Methods : AOSLO data on the internal and external diameters of retinal arterioles from 55 subjects was classified into groups with low tension, normotension, and essential hypertension (HTN). These arterioles varied in size from the capillary level to over 150 microns in diameter. This data was analysed using LaPlace's law as well as collapsible tube theory.

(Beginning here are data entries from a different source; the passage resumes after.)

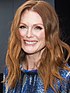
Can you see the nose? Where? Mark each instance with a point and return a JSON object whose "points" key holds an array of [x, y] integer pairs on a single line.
{"points": [[29, 33]]}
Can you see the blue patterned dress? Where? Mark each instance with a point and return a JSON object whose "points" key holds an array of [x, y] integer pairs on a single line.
{"points": [[32, 83]]}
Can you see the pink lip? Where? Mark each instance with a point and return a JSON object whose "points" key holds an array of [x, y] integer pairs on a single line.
{"points": [[31, 40]]}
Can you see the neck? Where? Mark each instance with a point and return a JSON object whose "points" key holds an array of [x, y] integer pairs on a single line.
{"points": [[33, 60]]}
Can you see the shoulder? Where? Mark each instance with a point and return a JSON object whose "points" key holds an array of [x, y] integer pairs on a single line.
{"points": [[65, 73], [5, 73]]}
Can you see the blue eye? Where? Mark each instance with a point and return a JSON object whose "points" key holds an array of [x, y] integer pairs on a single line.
{"points": [[22, 27], [38, 28]]}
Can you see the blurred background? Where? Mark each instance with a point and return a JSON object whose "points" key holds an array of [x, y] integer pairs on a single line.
{"points": [[7, 11]]}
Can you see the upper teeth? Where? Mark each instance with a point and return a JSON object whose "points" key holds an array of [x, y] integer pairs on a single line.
{"points": [[27, 42]]}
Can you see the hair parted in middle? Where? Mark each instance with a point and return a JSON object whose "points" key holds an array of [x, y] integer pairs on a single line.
{"points": [[53, 56]]}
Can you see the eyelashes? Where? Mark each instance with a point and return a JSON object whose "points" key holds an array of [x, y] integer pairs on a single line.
{"points": [[22, 27], [38, 28], [34, 28]]}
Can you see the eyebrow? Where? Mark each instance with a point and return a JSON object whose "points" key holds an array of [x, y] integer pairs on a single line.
{"points": [[33, 24]]}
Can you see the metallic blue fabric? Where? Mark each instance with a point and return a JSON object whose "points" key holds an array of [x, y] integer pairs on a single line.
{"points": [[32, 83]]}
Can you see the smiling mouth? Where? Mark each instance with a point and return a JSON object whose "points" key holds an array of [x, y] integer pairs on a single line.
{"points": [[30, 42]]}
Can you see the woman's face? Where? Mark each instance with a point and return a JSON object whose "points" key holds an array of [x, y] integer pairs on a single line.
{"points": [[32, 32]]}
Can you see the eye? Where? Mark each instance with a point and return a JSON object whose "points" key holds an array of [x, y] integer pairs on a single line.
{"points": [[22, 27], [38, 28]]}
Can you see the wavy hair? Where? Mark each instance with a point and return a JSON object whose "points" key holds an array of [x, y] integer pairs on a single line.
{"points": [[52, 58]]}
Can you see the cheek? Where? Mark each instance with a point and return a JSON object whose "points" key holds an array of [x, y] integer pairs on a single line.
{"points": [[22, 34], [41, 36]]}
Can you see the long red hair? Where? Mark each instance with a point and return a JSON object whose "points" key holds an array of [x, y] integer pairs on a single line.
{"points": [[52, 58]]}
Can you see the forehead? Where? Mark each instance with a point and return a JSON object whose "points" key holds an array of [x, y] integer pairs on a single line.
{"points": [[31, 16]]}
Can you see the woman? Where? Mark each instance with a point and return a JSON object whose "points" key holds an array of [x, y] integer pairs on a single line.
{"points": [[35, 56]]}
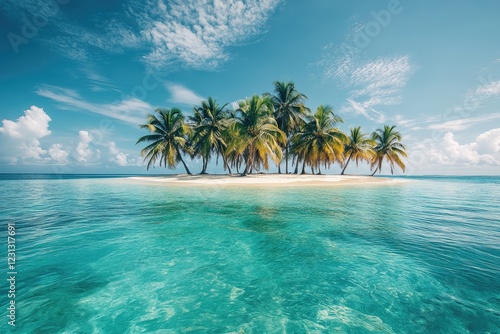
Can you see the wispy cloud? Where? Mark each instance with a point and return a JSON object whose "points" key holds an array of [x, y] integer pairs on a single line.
{"points": [[376, 83], [464, 123], [196, 34], [483, 151], [182, 95], [192, 34], [130, 110], [478, 96]]}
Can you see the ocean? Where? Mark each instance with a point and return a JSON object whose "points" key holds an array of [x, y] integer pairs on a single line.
{"points": [[97, 254]]}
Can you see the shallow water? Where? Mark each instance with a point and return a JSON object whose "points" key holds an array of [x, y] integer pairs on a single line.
{"points": [[98, 255]]}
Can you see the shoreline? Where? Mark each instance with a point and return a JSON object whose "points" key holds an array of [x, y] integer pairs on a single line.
{"points": [[287, 180]]}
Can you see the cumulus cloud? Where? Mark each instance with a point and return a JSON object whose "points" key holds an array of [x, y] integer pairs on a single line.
{"points": [[20, 139], [120, 158], [193, 34], [483, 151], [20, 144], [84, 153], [183, 95], [196, 34]]}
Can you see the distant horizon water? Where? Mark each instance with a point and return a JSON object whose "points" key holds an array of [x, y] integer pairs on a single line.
{"points": [[96, 254]]}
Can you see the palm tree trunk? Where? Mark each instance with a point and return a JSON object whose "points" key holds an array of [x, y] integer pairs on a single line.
{"points": [[348, 159], [286, 158], [297, 166], [226, 164], [182, 160], [204, 165]]}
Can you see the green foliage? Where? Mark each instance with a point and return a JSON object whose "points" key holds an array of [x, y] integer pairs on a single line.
{"points": [[260, 130]]}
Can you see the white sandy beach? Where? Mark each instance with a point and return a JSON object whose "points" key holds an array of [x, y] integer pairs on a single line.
{"points": [[265, 179]]}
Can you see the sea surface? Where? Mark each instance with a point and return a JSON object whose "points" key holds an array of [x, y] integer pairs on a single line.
{"points": [[98, 254]]}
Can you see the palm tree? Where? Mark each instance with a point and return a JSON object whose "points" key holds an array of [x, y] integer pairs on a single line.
{"points": [[210, 122], [388, 147], [358, 148], [256, 134], [168, 137], [289, 110], [320, 141]]}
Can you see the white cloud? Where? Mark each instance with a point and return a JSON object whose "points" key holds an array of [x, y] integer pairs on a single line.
{"points": [[478, 96], [83, 152], [20, 144], [375, 83], [58, 154], [20, 139], [181, 94], [196, 33], [130, 110], [462, 124], [484, 151], [120, 158]]}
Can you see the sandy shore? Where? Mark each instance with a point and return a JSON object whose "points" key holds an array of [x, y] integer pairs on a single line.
{"points": [[265, 179]]}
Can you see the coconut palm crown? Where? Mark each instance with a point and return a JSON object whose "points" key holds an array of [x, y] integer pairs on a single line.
{"points": [[168, 137], [289, 111]]}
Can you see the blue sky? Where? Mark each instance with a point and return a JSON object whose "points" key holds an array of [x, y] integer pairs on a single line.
{"points": [[78, 77]]}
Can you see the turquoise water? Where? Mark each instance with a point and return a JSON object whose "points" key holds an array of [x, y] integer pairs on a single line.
{"points": [[101, 255]]}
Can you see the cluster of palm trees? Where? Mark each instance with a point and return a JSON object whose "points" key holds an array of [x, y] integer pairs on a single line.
{"points": [[271, 127]]}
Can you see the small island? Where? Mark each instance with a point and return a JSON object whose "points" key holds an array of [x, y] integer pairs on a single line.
{"points": [[276, 128]]}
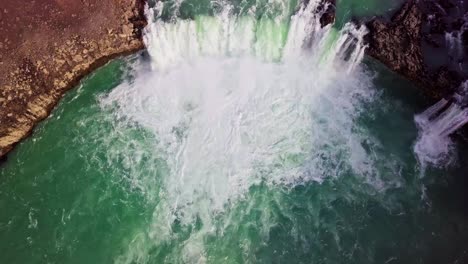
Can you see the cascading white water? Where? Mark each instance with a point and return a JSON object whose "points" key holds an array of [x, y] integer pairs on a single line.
{"points": [[235, 101], [436, 124]]}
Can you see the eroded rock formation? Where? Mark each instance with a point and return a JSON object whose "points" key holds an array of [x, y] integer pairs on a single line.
{"points": [[47, 46], [414, 45]]}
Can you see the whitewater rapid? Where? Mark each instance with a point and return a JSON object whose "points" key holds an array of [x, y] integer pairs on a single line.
{"points": [[233, 101]]}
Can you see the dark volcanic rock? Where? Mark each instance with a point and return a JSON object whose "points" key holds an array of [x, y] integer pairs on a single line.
{"points": [[414, 45]]}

Results : The data relating vessel ID to OD for the 3 groups was of very high quality with R^2 ranging from 0.975 for the HTN subjects to 0.992 for the low tension subjects. Application of LaPlace's law showed that the, presumed to be unaltered by hypertension, walls of the low tension subjects have equal tension per unit wall thickness independent of the vessel diameter. Additionally, calculations on the walls of the normotensive and hypertensive subjects shows that the tension per unit wall thickness remains constant essentially identical to the tension present per unit wall thickness in the low tension subjects. This would seem to indicate that the fundamental regulatory mechanism utilized by the vascular system is maintaining constant tension in each cross sectional area of the vascular wall throughout life. It is also shown that under collapsible tube theory the retinal vascular branches will all collapse at the same external applied pressure.Substitution of experimental values into the formulas give collapse pressures similar to those seen experimentally.

Conclusions : Data on 3 classes of subjects with respect to systemic blood pressure shows thickening of arteriolar walls in HTN as shown by other researchers but low tension patients showed low variance linear data that may represent an initial state of the vasculature unmodified by the influence of elevated blood pressure.
LaPlace’s law shows that the arterioles in LTN have equal tension per unit of wall thickness across all vessel diameters. Analysis of the walls in normotension and in HTN show that the tension per unit wall thickness is the same as that in the LTN case indicating that maintaining constant tension within the smooth muscle cells of the wall may be the fundamental physiological process at work in increasing vascular resistance in the presence of HTN.

This abstract was presented at the 2019 ARVO Annual Meeting, held in Vancouver, Canada, April 28 - May 2, 2019.